Pyongyang’s Grudging Iron Fist

27 Nov

The proliferation and subversive impact of cellular telephones in North Korea seems to be overblown, and Pyongyang appears to have the upper hand.

First of all, in a seriously depressed version of Black Friday, here’s what it takes to buy a cellphone in North Korea.

The process of cell phone procurement is an example par excellence of bureaucratic inefficiency, which is of course precisely what is needed by a regime that incentivizes loyalty through the highly unequal distribution of opportunities to demand rents.

First, the individual wishing to obtain a cell phone must go to his or her local Communications Technology Management Office (CTMO; in provincial capitals only) or a subordinate arm of the same (in smaller cities) to obtain a three page application form. This form, once filled in, must be stamped by the Ministry of Public Security officer assigned to the individual’s workplace or, for those without official workplaces, attached to his or her local people’s unit.

Having paid off the public security official in cigarettes or cash (more often the former, according to this author’s sources, because it arouses less friction) he or she must submit the stamped form to the CTMO or equivalent, whereupon it is sent, with all the speed one would expect of the North Korean transportation network, to the Ministry of Communications in Pyongyang. At this point there is little else to be done but go away and pitch the proverbial tent, because at best it takes a month for the staff in the revolutionary capital to process the application.

Assuming, and it should not be assumed, that those checks done in Pyongyang don’t yield any incriminating evidence of wrongdoing (don’t forget, the North Korean legal system makes every adult a criminal in one way or another, something which can come back and haunt any individual whenever “rents” are desired), the individual will eventually be ordered back to his local communications office, whereupon he will be handed a payment form. He or she must then take this form to a bank, and engage with the separate, and no less inefficient, bureaucracy therein in order to pay the majority (though not all) of the cost of a phone and Koryolink network activation fee.[1]

The payment form, duly stamped by a functionary at the bank, must then be taken back to the CTMO or equivalent, whereupon it can be exchanged for half the stamped application form originally sought from the ministry in Pyongyang. Here, finally, the individual reaches a watershed moment: this form can actually be exchanged for a cellular telephone!

However, the pain is actually quite a long way short of being over. In a moment of uncharacteristic efficiency, the actual cell phone shop is often directly outside the communications office, but in a moment of karma-balancing inefficiency, it doesn’t open much, carries a limited amount of product and is pitifully understaffed. As a result, queues are long, as are waits. Assuming an individual lives long enough to reach the front of such a queue, he or she is finally offered the opportunity to hand over another $70-$100 and depart the scene with a brand new phone.

So, it’s perhaps not surprising that Scott Bruce is also skeptical about the subversive potential of digital technology.
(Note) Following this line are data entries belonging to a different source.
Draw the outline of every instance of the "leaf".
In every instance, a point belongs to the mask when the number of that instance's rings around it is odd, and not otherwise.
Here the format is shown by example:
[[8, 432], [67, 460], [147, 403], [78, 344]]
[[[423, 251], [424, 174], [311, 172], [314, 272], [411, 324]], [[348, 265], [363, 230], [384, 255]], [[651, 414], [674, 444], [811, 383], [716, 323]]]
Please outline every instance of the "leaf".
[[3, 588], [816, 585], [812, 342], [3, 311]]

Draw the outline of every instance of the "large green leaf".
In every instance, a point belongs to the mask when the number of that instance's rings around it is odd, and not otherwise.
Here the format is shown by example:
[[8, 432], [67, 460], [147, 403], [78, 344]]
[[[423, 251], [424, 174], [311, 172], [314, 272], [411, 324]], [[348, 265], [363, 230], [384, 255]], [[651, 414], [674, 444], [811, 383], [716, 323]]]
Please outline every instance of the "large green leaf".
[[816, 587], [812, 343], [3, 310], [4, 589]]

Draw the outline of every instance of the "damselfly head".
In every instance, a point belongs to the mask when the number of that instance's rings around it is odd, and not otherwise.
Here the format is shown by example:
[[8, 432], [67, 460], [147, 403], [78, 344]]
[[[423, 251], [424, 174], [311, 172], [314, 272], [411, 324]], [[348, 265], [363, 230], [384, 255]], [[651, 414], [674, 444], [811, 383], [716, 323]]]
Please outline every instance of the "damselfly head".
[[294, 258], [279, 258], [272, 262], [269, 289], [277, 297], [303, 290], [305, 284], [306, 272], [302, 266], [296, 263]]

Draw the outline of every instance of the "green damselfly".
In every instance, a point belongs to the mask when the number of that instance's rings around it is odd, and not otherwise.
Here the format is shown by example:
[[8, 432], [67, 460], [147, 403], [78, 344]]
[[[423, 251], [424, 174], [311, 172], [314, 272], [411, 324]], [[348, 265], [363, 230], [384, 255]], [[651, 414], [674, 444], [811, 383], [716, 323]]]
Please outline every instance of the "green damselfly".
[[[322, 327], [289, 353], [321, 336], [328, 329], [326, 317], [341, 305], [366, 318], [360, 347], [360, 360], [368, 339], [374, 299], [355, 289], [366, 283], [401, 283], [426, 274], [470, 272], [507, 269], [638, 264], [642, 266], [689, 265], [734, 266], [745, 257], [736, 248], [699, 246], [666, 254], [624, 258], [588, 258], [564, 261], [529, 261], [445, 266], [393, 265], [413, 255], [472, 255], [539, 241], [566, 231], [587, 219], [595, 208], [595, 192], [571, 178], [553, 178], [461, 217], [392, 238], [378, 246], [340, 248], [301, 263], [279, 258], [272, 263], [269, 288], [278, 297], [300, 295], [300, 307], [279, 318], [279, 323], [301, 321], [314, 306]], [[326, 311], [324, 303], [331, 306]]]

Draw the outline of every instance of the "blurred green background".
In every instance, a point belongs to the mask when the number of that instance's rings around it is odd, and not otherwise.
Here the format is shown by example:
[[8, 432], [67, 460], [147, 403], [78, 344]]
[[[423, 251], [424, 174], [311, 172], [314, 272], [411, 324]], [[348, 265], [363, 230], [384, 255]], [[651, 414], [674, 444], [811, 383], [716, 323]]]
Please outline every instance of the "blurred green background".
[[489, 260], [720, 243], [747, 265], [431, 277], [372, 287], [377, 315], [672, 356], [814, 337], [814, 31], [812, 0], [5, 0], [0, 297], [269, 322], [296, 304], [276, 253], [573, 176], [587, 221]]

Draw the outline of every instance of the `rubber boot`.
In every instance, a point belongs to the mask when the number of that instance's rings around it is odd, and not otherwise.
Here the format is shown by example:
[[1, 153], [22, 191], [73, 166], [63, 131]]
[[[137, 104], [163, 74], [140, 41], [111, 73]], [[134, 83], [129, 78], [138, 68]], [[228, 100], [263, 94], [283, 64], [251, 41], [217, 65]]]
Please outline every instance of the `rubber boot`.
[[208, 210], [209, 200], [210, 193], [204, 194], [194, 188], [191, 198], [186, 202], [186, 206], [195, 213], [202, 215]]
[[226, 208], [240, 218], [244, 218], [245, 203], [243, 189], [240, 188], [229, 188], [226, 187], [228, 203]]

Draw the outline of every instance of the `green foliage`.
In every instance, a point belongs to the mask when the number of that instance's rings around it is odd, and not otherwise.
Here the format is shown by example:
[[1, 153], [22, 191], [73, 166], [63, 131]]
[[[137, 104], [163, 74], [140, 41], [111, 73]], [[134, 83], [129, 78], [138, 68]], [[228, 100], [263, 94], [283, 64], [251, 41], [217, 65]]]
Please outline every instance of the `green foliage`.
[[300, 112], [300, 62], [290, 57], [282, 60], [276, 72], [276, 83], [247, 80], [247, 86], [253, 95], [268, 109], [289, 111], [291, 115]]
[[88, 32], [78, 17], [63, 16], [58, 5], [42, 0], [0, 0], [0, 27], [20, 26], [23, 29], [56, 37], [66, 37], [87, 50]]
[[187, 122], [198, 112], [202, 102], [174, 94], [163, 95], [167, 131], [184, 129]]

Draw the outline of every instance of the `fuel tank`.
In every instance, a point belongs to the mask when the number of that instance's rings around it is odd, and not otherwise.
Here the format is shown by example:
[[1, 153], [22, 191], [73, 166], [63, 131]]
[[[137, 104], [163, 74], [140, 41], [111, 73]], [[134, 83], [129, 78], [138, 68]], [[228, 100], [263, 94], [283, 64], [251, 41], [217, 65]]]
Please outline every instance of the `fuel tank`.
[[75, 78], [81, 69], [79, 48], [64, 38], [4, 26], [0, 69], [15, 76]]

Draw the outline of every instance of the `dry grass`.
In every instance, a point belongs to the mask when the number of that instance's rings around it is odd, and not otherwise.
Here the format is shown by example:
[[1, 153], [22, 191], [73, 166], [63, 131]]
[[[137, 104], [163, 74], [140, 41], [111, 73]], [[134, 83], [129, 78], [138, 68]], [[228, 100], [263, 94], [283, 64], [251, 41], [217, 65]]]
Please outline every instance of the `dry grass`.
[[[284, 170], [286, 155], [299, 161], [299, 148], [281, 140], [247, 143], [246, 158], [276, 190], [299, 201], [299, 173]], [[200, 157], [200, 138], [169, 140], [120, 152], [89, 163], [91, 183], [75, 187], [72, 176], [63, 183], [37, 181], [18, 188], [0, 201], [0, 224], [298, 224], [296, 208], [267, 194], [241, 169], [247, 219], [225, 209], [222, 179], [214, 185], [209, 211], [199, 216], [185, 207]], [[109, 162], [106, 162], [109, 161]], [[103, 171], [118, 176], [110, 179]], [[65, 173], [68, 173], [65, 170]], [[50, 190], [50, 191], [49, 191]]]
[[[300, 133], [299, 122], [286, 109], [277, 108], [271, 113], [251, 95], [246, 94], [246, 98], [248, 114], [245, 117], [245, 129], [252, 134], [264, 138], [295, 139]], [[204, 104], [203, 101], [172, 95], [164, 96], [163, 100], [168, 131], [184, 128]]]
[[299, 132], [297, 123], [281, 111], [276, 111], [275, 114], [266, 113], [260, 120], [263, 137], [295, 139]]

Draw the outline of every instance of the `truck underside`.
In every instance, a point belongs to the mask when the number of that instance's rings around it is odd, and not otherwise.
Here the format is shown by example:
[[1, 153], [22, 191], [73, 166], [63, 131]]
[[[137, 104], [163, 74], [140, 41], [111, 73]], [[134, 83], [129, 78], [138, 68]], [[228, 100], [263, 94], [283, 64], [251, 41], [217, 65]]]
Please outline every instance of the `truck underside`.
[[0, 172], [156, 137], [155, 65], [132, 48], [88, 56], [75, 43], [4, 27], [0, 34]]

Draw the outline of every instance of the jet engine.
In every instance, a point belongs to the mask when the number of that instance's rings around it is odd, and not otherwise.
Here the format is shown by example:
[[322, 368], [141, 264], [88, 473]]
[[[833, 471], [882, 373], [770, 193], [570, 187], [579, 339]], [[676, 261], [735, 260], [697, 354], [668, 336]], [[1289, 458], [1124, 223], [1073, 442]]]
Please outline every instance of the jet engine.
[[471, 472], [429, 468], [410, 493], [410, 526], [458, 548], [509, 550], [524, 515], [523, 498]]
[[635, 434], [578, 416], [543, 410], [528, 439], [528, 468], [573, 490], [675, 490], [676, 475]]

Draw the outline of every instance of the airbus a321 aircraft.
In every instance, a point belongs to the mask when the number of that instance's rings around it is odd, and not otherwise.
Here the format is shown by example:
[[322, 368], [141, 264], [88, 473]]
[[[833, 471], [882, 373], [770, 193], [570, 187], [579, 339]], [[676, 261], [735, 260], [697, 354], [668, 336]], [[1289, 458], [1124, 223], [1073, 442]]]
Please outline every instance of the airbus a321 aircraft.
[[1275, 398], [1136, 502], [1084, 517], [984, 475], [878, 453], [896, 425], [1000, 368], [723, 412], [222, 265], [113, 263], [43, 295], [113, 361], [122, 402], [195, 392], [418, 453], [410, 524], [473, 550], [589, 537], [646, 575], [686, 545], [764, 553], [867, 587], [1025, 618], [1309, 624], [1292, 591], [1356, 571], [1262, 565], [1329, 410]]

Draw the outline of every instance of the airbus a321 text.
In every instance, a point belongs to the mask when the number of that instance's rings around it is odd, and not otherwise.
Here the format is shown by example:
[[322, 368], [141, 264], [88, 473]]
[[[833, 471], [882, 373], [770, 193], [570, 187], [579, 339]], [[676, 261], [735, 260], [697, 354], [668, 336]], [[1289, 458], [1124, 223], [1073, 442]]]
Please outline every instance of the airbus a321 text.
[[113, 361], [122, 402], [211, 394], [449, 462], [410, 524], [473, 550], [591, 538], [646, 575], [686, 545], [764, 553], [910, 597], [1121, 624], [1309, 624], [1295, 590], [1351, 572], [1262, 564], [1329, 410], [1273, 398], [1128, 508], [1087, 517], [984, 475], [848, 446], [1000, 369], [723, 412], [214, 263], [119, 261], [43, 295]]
Chronicling multiple aspects of the digital deluge, Bruce reveals how the North Korean state has pursued these developments through the prism of control, seeking to harness communications technologies to add confidence to the maintenance of power, rather than to hand over genuine freedoms to the people.

“While cell phones and the domestic intranet could be used to undermine the state, they can also be used to support the state control apparatus,” he points out in one, The Information Age. “Koryolink users, for example, receive daily texts of North Korean propaganda on their phones… As Alexandre Mansourov notes, the venture has been blessed by the highest levels of the state security mechanism, which would not happen unless the security apparatus of the regime believes it could control the impact of IT use.”

Just as a Hieronymous Bosch Triptych centers on competing themes, so Scott captures the tension inherent in the struggle between digitization, empowerment and control. With control trumping empowerment, he concludes, meaning that “those expecting that cell phones will lead to a Pyongyang Spring will be disappointed.”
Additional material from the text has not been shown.